Deviazione di satelliti
Un’altra interessante teoria, proposta da Stefan Scharring, Jascha Wilken e Hans-Albert Eckel del Centro Aerospaziale Tedesco (DLR), sfrutta fasci di laser ad alta intensità. L’idea è quella di colpire i detriti con un laser in in modo da trasferire loro momento meccanico. Questo è sufficiente a deviare il detrito dalla sua traiettoria. In questo modo il detrito può rientrare in atmosfera e distruggersi con l’attrito con essa. Lo studio è interamente disponibile in open access cliccando qui.
Altre soluzioni, molto più ardite ma difficili da realizzare, hanno immaginato l’uso di reti o arpioni per recuperare i satelliti spazzatura. Queste idee sono più complesse e saranno in futuro utilizzate principalmente per detriti di grandi dimensioni.

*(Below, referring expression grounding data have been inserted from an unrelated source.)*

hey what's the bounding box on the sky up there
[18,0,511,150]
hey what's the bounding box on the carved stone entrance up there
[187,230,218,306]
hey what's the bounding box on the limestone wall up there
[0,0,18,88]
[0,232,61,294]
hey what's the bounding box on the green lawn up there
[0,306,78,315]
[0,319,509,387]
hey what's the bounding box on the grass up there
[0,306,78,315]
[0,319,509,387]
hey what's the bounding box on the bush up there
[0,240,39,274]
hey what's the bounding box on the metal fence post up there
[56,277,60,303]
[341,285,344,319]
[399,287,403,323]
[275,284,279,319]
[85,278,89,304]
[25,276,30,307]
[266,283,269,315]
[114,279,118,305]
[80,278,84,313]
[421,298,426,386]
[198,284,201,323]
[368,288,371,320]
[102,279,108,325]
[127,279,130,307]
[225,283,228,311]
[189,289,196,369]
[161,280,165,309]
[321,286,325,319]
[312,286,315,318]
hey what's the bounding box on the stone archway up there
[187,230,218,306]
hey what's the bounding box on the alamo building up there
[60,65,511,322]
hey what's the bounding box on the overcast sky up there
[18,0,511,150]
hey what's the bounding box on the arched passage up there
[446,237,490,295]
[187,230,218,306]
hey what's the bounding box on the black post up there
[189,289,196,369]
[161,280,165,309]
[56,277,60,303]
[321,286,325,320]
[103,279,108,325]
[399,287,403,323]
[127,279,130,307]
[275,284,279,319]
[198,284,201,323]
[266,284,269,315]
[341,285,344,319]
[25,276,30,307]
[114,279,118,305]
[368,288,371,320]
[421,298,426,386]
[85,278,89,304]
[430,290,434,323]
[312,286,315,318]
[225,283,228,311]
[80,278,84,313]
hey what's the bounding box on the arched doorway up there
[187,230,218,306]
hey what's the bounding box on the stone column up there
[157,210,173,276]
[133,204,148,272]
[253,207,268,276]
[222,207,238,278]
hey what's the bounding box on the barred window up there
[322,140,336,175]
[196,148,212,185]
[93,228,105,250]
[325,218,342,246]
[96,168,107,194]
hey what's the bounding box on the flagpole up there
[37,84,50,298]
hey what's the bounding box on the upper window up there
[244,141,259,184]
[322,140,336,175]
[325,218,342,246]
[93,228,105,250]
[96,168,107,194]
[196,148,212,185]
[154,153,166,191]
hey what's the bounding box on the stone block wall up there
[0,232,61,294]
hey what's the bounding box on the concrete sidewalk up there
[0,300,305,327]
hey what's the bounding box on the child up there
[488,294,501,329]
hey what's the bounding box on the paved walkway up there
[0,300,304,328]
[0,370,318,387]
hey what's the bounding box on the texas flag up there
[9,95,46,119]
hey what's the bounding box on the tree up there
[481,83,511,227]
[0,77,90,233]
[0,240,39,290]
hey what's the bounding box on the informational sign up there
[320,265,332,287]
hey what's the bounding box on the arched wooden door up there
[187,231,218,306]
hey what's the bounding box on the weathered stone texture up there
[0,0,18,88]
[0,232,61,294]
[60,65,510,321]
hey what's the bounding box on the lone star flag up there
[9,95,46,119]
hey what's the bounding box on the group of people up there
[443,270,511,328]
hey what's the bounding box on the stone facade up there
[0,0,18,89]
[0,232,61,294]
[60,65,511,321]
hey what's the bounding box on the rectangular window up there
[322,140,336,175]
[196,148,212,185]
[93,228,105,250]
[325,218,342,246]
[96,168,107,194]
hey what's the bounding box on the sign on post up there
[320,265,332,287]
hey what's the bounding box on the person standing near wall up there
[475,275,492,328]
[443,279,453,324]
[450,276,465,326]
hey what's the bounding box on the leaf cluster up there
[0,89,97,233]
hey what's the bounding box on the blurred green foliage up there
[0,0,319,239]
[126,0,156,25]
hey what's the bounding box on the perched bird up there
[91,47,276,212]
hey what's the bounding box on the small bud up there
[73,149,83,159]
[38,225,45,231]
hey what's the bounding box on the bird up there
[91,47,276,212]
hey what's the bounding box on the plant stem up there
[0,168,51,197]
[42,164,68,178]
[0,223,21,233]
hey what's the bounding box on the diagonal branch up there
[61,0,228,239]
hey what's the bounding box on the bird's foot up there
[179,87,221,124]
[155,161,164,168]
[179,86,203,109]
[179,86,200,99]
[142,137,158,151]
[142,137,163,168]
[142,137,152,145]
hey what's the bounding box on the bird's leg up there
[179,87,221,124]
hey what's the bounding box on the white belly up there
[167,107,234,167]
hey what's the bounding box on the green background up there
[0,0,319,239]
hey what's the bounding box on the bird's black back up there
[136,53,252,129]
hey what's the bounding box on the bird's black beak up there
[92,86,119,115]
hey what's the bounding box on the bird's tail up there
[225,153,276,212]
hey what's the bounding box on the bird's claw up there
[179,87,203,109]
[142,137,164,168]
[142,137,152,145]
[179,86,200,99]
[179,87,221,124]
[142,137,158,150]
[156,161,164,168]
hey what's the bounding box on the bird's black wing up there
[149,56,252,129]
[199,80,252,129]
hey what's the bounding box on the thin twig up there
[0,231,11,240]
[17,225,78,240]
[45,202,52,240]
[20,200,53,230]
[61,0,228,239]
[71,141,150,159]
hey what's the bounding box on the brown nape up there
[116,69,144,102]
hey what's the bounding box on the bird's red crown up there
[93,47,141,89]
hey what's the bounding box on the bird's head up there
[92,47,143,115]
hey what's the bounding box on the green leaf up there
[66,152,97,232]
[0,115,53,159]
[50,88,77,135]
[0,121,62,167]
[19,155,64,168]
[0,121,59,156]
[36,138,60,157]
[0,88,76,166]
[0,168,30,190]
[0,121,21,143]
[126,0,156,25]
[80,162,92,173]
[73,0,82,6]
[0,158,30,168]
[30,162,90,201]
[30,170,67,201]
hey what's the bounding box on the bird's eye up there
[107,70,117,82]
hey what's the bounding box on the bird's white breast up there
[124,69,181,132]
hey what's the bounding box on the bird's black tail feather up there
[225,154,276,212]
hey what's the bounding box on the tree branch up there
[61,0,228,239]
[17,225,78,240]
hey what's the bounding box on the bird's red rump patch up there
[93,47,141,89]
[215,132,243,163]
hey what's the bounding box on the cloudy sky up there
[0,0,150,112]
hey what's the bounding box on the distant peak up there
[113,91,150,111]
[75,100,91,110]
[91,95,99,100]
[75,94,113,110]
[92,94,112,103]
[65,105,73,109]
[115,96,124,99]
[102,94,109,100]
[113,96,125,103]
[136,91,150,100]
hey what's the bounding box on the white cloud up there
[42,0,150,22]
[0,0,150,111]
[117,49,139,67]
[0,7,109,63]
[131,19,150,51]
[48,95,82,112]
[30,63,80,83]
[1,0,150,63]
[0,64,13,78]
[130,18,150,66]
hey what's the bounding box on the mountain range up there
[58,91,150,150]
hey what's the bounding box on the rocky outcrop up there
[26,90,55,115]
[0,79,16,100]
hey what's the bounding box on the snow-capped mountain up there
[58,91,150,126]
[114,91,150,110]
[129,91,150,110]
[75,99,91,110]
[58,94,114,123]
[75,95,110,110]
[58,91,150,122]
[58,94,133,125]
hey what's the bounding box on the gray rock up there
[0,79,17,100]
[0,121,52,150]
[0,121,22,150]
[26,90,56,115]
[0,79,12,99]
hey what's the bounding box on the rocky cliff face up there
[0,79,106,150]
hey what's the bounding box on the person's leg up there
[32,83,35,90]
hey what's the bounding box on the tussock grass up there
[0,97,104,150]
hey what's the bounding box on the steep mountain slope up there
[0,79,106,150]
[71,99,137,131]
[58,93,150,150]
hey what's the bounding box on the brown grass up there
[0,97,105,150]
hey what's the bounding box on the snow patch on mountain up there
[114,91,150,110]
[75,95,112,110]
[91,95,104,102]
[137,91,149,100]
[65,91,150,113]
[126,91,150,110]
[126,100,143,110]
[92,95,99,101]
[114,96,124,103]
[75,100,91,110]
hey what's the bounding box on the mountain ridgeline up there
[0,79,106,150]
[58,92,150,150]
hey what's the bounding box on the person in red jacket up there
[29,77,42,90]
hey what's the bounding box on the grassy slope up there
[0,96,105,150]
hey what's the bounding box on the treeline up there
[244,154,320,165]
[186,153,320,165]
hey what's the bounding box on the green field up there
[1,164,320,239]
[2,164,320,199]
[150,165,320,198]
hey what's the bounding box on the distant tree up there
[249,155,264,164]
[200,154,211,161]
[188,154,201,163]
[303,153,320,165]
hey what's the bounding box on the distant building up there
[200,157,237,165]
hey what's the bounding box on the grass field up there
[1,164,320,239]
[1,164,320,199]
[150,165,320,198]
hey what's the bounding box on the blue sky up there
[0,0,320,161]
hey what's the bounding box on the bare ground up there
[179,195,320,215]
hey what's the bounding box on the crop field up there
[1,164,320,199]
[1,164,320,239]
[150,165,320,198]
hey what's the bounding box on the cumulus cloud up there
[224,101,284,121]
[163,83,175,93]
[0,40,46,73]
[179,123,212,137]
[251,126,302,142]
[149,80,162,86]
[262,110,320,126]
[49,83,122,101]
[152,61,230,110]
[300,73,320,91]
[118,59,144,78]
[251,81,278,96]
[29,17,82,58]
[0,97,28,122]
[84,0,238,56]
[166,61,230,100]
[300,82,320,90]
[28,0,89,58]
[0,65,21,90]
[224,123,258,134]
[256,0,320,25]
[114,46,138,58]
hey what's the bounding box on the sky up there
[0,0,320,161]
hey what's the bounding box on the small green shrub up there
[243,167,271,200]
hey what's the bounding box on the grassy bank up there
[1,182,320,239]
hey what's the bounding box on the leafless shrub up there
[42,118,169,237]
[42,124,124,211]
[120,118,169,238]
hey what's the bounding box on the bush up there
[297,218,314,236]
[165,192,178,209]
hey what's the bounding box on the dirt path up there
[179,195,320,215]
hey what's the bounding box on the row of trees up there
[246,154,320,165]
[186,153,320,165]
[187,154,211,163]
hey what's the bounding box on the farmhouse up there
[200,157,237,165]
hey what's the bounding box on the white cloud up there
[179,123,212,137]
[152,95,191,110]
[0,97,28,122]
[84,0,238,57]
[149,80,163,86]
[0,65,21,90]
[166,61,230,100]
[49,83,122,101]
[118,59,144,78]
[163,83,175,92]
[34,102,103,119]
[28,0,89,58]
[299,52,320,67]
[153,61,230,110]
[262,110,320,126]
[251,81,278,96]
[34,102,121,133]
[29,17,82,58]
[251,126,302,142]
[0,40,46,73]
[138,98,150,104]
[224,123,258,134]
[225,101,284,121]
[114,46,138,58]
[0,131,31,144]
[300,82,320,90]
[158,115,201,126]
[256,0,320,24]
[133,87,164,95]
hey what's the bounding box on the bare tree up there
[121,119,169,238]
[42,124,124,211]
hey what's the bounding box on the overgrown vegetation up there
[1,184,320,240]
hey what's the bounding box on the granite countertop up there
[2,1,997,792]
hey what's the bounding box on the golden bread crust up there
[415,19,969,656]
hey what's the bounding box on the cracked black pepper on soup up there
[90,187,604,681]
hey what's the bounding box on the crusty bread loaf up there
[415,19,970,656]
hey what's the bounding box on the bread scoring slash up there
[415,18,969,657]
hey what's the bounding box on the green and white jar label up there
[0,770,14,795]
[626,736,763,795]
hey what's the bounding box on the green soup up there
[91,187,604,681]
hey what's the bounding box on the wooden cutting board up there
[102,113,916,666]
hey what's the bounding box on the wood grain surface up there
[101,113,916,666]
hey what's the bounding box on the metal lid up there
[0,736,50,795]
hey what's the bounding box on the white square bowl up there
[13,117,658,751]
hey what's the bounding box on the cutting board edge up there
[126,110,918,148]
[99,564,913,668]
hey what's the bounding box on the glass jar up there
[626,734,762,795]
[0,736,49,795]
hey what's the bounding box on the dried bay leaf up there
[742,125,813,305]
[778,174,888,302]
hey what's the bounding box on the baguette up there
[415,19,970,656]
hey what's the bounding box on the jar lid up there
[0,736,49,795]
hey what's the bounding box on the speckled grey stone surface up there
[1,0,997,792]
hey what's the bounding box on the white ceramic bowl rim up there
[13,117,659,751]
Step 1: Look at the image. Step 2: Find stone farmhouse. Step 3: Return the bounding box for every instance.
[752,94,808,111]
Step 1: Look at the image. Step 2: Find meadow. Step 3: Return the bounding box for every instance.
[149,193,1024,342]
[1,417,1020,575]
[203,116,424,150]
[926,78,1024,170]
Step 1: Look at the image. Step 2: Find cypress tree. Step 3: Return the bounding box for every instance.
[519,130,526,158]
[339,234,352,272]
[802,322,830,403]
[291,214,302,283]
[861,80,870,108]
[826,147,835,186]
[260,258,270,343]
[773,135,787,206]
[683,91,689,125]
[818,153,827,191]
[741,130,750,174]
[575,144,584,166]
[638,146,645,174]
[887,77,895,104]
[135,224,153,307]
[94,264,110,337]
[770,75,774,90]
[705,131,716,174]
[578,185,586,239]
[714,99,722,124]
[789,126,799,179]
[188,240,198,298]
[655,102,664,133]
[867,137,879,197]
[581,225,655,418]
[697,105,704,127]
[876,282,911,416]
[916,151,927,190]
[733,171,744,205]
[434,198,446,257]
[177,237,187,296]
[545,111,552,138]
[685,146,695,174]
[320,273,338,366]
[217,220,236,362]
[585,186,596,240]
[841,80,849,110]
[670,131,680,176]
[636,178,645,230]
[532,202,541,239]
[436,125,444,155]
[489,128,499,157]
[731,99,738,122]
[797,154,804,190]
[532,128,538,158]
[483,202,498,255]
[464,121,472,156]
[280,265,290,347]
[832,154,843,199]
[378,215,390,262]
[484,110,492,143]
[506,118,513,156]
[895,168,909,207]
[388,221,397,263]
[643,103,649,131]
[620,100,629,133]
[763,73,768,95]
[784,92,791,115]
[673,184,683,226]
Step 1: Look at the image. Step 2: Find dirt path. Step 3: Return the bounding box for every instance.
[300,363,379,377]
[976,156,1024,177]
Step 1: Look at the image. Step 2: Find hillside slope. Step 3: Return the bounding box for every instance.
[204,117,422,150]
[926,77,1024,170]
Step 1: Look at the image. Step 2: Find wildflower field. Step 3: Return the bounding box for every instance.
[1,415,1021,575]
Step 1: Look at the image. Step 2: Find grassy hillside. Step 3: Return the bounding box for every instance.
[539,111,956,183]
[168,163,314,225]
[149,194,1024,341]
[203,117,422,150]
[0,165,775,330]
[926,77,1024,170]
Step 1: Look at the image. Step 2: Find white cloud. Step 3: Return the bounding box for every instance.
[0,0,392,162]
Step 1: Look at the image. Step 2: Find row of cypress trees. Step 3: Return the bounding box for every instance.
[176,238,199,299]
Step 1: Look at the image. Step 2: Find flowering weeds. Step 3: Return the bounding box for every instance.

Come se già nello spazio non ce ne fossero abbastanza, quello della spazzatura è un rischio da non prendere sottogamba. Spesso è inevitabile produrre dei detriti, ciò nonostante è nell’interesse di tutte le agenzie spaziali operare in un ambiente il più scevro possibile dall’impatto dell’uomo. In un futuro non troppo remoto, ci auguriamo che sia possibile non solo sgombrare le orbite da rifiuti, ma anche riciclare i rifiuti stessi all’interno di strutture spaziali adibite al loro recupero.